Все вновь испустили радостный клич, когда передача закончилась. Верхний свет не включали, одни помощники Эниа негромко обсуждали увиденное, другие прочесывали интернет, выясняя реакцию общества. Продумывали новые опросы и как вести агитацию.
– Ты что-то не очень рада, – сказала мне Эниа.
Я покачала головой.
– Он сильно разозлится, – сказала я.
А уж я-то знаю, на что Креван способен, если его разозлить.48
– Рада видеть тебя наконец, – сказала Эниа.
Она протянула руку, и я пожала ее.
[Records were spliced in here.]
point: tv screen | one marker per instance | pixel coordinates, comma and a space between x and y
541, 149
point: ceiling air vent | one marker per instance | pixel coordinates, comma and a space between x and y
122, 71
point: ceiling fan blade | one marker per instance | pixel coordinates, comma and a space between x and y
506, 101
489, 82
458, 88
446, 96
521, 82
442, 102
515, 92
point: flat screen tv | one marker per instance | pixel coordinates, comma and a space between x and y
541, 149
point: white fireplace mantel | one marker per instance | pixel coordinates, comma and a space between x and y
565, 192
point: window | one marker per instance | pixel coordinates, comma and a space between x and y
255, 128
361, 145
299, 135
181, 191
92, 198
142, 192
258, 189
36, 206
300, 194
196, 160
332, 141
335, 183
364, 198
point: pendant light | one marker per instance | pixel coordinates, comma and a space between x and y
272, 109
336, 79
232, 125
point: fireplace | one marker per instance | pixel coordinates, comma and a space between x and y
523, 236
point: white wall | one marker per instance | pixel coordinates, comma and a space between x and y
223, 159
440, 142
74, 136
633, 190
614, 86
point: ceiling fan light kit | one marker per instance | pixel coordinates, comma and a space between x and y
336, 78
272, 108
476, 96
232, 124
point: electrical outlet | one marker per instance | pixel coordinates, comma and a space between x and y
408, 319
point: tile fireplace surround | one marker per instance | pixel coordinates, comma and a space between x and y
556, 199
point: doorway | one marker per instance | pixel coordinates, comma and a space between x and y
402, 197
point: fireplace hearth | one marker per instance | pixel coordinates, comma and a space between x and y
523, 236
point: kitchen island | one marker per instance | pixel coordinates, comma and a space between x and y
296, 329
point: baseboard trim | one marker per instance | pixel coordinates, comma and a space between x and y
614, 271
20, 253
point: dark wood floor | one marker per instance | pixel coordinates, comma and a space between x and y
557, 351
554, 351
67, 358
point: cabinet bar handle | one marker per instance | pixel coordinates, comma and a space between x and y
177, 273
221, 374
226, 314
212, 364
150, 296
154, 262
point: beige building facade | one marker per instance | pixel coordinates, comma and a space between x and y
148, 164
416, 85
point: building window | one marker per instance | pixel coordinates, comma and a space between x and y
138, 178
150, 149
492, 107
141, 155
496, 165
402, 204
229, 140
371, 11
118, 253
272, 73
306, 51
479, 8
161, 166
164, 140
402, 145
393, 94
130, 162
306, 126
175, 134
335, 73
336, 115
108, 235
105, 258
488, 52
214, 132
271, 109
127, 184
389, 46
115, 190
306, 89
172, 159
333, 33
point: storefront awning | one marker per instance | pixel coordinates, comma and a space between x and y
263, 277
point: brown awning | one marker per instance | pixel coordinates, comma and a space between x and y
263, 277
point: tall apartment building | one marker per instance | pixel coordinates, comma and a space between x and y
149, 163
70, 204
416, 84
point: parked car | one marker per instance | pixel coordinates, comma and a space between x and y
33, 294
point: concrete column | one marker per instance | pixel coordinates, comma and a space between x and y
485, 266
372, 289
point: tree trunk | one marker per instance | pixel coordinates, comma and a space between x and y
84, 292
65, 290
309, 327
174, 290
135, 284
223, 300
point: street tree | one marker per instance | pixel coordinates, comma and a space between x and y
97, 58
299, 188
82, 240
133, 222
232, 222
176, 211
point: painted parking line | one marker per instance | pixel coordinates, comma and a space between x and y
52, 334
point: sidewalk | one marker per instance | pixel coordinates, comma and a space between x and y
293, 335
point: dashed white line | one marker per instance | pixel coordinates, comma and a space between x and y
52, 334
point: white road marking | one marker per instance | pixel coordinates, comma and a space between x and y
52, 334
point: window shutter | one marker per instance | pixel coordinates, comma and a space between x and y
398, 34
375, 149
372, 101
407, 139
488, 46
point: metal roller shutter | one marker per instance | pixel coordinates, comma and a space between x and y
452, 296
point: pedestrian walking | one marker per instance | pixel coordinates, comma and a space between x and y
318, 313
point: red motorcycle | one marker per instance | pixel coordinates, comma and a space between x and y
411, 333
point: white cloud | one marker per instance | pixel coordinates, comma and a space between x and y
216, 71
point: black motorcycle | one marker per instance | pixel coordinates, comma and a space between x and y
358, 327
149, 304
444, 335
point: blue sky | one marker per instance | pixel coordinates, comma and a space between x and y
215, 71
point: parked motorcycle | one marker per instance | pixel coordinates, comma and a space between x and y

Теплая кожа, крепкое рукопожатие.
– И я вас, – ответила я без особой уверенности. – Вы распустите Трибунал, если вас изберут?
Она улыбнулась:
– Сразу быка за рога? Знаешь, мы тут предпочитаем говорить не «если», а «когда».
Но на вопрос она так и не ответила, заметила я себе.
– Иди со мной. Поговорим наедине, – пригласила она.
Кэррик смотрел нам вслед и, похоже, нервничал: как бы я не вздумала оскорбить женщину, которая в глазах всех, здесь собравшихся, герой.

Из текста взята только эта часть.